I made the mistake this morning of thinking that I was going to spend this very frigid January day getting some good, quality writing done (something I haven’t been very successful at these past weeks), and the bigger mistake was that I opened the drawer to the hanging-file cabinet that sits to the left of my desk.
I was merely planning on putting away a receipt into its proper folder, and as is usually par for the course, I had to thumb through the crowded, not-very-well-organized files which rest in various hanging-file folders with nifty tabs and labels. Mind you, I created all of these hanging-file folders with the nifty tabs and labels shortly after we moved in here in December of 2007. And though my intentions were good—that I’d be able to maintain some semblance of order and organization therein—it became, more or less, a mishmash of unorganized chaos! A compendium of confusion, if you can imagine that.
To be honest, I have known for quite some time that the thing needed a good weeding out and tidying up, followed by a marathon shredding session. And since I don’t really make formal New Year’s resolutions and make a big to-do about them, I hadn’t a date set aside to tackle the weeding and tidying and shredding—just that it needed to be done “down the road.”
After finally locating the folder I was looking for, I made the fatal mistake of reaching for, and opening, another folder containing something or other: Old teaching evaluations? Medical and prescription information? Grad school transcripts? Oh, so many things I had forgotten about and had saved for whatever reason, probably because I figured they should be saved in case I ever needed them!
This was all of the prompting I needed to begin the process of cleaning things out. Before I knew it, I had gone through most of the files and created an Everest of old and forgotten forms, letters, retirement benefits statements, etc., etc. Soon, I fired up the shredder and fed it generously for the next hour before breaking for a nice winter’s breakfast where I fed myself generously of eggs, bacon, English muffin, and good hot coffee.
Re-fueled and content, I returned to the scene of the weeding and tidying and shredding. I didn’t spend too much more time on this process since I’d succeeded in making the large file drawer a neater, better-organized, happier place. Plus, I did want to get some kind of writing done, albeit the blog rather than back to work on the elusive novel of mine—Sandbar’s Secret. (There’s also a couple of short stories I’ve begun…) Thus, I finished cleaning up the remaining remnants of my day’s adventure and smiled at my laptop awaiting patiently on my writing desk.
OK, with quite a bit of the afternoon freed up, I could tune in my favorite All Mellow Jazz station on the Internet Radio through iTunes and lose myself in my writing. It wasn’t long, though, before that magic was broken by a short beep, followed by another of the same a moment later, and another, and another…
Yep, the smoke/carbon monoxide alarm battery was apparently low and was begging for help. It was one of those occasions when I hoped against hope that it was just a fluke and that it would go away, righting itself without any further beeping. That’s what I hoped, and, of course, that was far from the reality of the situation. It kept at it, taunting me and daring me to ignore it any longer!
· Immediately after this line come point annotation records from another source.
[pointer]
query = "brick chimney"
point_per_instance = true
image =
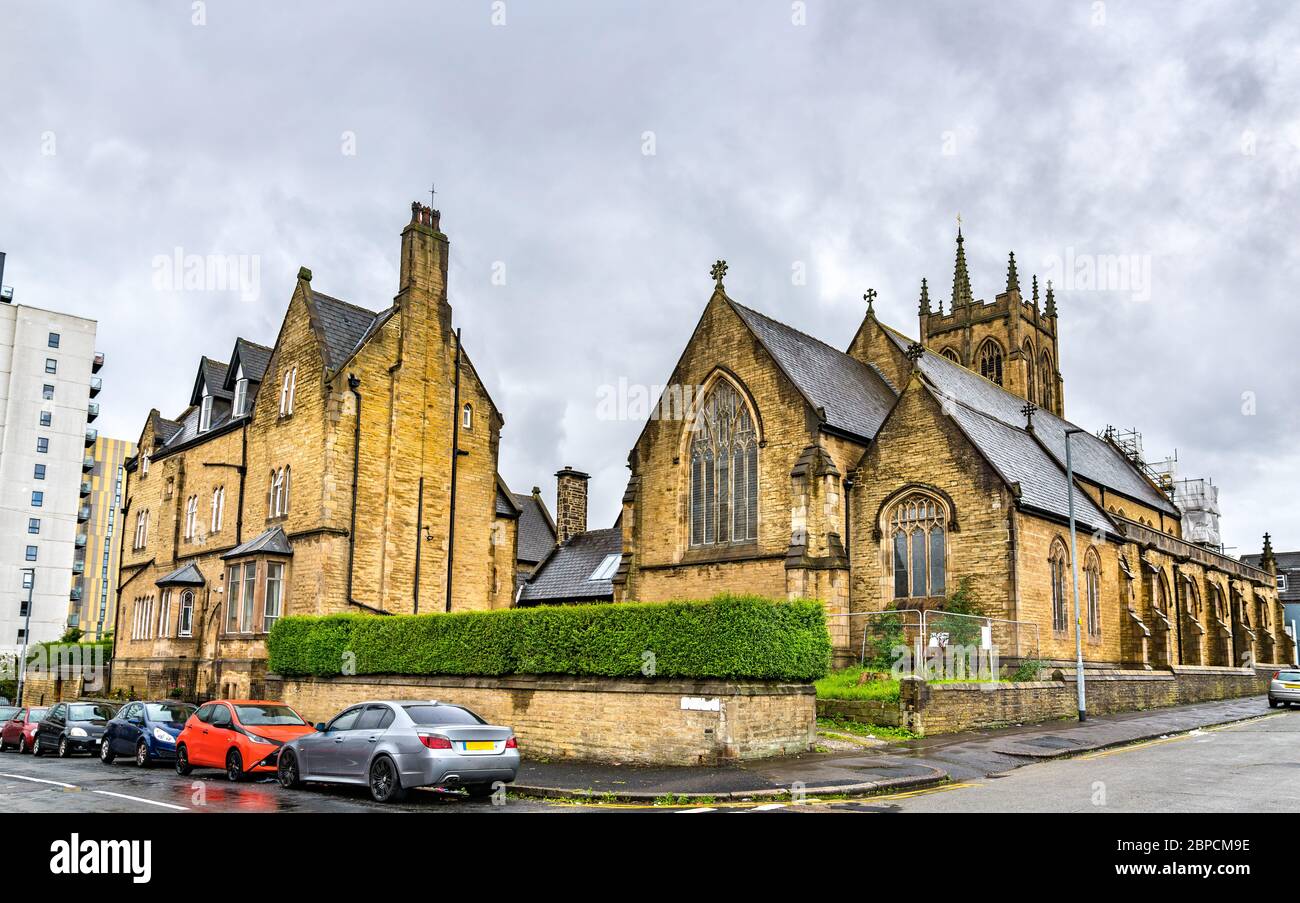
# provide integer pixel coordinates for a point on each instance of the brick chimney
(570, 503)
So much for getting into the writing moment. Reluctantly, I pushed away from my MacBook Pro, pulled the ear buds out, and headed out to get the ladder from the frigid garage and to see if there was a battery in the container in the closet off the laundry room. As I’ve found, it’s not a difficult task to change the battery, and luckily there was a fresh replacement 9-volt Duracell right where it was supposed to be. A few minutes later, a fresh battery installed, the Kidde Smoke/Carbon Monoxide Alarm/Detector was back in its state of silent vigilance.
Now, I finally could get to that writing, but I was informed that I had to take the garbage can out to the street and go fill the wife’s car up with gas so it would be ready for work tomorrow. Out came the ear buds once more, and I backed up my Scrivener project with intentions of getting back to it before the day completely dwindled away. As darkness began to settle in, I was on my way to the curb with the garbage can and then to the gas station. I wonder if thinking about writing counts as writing?